Ron Patterson

Personal information
- Full name: Ronald Patterson
- Date of birth: 30 October 1929
- Place of birth: Gateshead, England
- Date of death: 7 November 2018 (aged 89)
- Position: Full-back

Youth career
- Crystal Palace

Senior career*
- Years: Team / Apps / (Gls)
- 1949–1952: Middlesbrough / 1 / (0)
- 1952–1962: Northampton Town / 300 / (5)
- 1962–: Rothwell Town

Managerial career
- 1962–: Rothwell Town (player-manager)
- Hendon

= Ron Patterson =

English footballer (1929–2018)

Ron Patterson was an English professional footballer who played as an Full-back in the English Football League.

==Career==
Born in Gateshead, Patterson joined Crystal Palace as a youth team player in 1948 before returning to the North East with Middlesbrough after failing to settle in London.

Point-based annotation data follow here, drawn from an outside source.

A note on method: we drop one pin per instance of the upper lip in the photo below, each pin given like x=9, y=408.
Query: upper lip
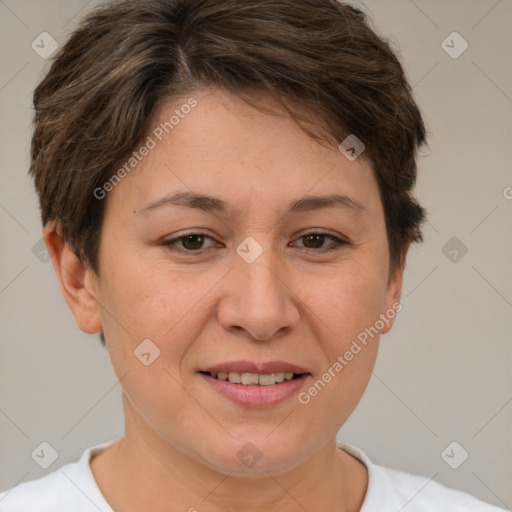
x=260, y=368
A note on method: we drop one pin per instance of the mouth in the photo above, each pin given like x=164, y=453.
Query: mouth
x=255, y=385
x=253, y=379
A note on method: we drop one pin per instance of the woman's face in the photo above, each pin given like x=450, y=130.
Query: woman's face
x=249, y=279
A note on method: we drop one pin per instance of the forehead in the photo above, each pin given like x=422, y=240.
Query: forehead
x=224, y=149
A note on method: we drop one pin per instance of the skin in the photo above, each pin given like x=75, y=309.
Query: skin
x=295, y=303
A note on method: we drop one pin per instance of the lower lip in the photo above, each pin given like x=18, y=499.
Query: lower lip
x=256, y=395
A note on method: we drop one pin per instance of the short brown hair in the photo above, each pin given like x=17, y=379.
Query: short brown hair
x=106, y=83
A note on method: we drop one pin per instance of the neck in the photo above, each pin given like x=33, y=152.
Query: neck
x=143, y=472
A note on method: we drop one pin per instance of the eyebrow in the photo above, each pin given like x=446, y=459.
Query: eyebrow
x=214, y=204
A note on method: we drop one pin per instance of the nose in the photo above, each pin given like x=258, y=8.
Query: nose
x=259, y=299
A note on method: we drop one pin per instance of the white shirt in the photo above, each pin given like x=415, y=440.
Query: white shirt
x=72, y=488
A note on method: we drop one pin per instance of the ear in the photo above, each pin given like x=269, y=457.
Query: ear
x=394, y=292
x=77, y=280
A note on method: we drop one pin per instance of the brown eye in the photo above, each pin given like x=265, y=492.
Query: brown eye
x=190, y=243
x=315, y=242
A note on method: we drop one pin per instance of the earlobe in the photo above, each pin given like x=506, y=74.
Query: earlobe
x=394, y=293
x=77, y=280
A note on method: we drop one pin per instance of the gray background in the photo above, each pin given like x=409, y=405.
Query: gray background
x=444, y=372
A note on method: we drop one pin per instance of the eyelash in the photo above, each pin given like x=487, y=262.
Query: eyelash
x=338, y=242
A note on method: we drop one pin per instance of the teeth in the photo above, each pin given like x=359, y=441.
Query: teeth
x=253, y=379
x=250, y=378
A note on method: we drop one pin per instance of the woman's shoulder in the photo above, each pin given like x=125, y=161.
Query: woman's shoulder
x=71, y=487
x=391, y=490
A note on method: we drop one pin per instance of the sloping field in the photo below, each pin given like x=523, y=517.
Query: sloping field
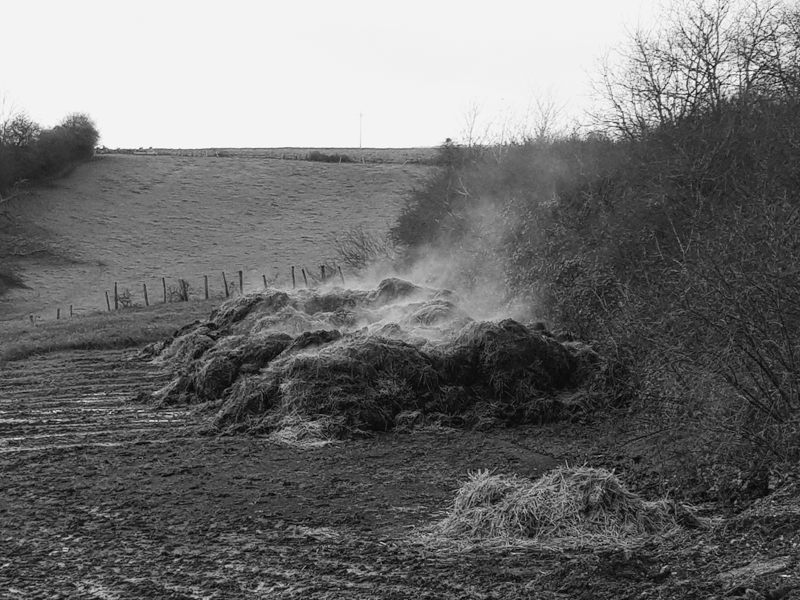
x=135, y=219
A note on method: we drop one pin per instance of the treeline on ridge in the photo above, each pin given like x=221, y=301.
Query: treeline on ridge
x=668, y=237
x=29, y=153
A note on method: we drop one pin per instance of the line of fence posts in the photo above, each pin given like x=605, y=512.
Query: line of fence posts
x=324, y=273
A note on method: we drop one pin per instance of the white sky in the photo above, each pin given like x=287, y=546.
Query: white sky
x=271, y=73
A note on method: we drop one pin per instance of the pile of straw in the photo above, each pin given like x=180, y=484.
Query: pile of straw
x=573, y=505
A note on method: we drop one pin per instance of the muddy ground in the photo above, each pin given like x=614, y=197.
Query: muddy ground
x=103, y=498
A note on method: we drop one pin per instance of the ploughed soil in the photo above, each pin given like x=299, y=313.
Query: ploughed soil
x=104, y=498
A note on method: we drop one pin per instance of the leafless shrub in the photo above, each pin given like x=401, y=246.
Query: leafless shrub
x=359, y=248
x=179, y=292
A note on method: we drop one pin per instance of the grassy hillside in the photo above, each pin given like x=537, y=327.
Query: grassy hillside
x=134, y=219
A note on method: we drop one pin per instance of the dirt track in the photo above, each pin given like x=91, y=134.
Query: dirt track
x=104, y=499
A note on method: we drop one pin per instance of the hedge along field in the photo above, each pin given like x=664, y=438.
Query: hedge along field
x=135, y=219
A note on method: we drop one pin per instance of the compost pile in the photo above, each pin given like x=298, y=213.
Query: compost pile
x=338, y=362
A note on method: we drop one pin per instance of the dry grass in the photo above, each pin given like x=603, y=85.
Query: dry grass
x=568, y=507
x=126, y=328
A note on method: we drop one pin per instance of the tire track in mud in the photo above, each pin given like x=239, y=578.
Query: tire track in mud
x=81, y=398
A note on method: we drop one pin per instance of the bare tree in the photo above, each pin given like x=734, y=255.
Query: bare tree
x=702, y=54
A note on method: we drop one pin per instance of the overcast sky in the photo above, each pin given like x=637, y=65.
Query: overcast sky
x=236, y=73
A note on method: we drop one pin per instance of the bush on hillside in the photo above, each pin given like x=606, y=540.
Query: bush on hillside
x=317, y=156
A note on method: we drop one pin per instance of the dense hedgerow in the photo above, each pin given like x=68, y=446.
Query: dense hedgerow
x=30, y=154
x=673, y=245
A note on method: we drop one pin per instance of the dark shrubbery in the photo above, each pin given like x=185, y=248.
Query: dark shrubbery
x=672, y=243
x=30, y=154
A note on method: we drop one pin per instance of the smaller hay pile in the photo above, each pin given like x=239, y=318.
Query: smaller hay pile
x=567, y=506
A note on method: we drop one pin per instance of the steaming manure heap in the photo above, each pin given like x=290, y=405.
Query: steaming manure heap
x=331, y=363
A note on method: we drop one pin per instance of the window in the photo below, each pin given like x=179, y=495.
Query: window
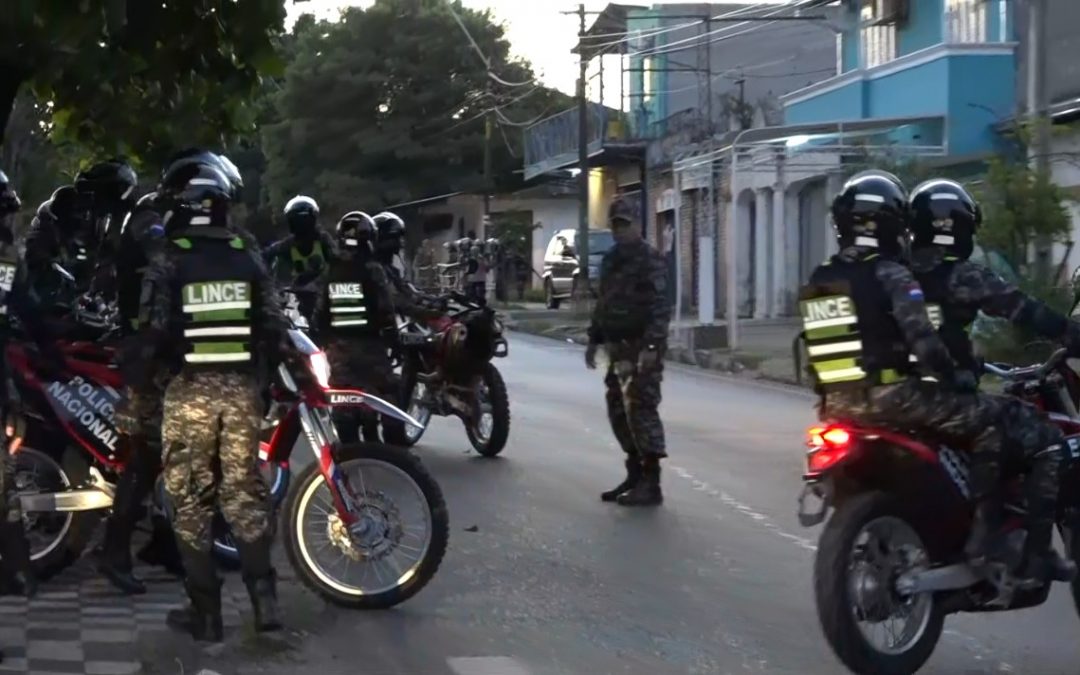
x=966, y=21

In three seasons, he mainly played for the reserves, only playing one league game against Charlton Athletic at The Valley in September 1951.

Patterson was recommended to Football League Third Division team Northampton Town, by his father who was the clubs scout in the North East and signed in the summer of 1952. He soon became a first team regular at the County Ground and was captain of the side who knocked Arsenal out of the FA Cup in 1958.

Patterson later became a qualified FA Coach and assisted Jack Jennings with training sessions, and also coached at local schools in Northampton. After 317 games for the Cobblers he moved on to Rothwell Town as player-manager before taking over as manager at Hendon while working as a manager of an ICI subsidiary company.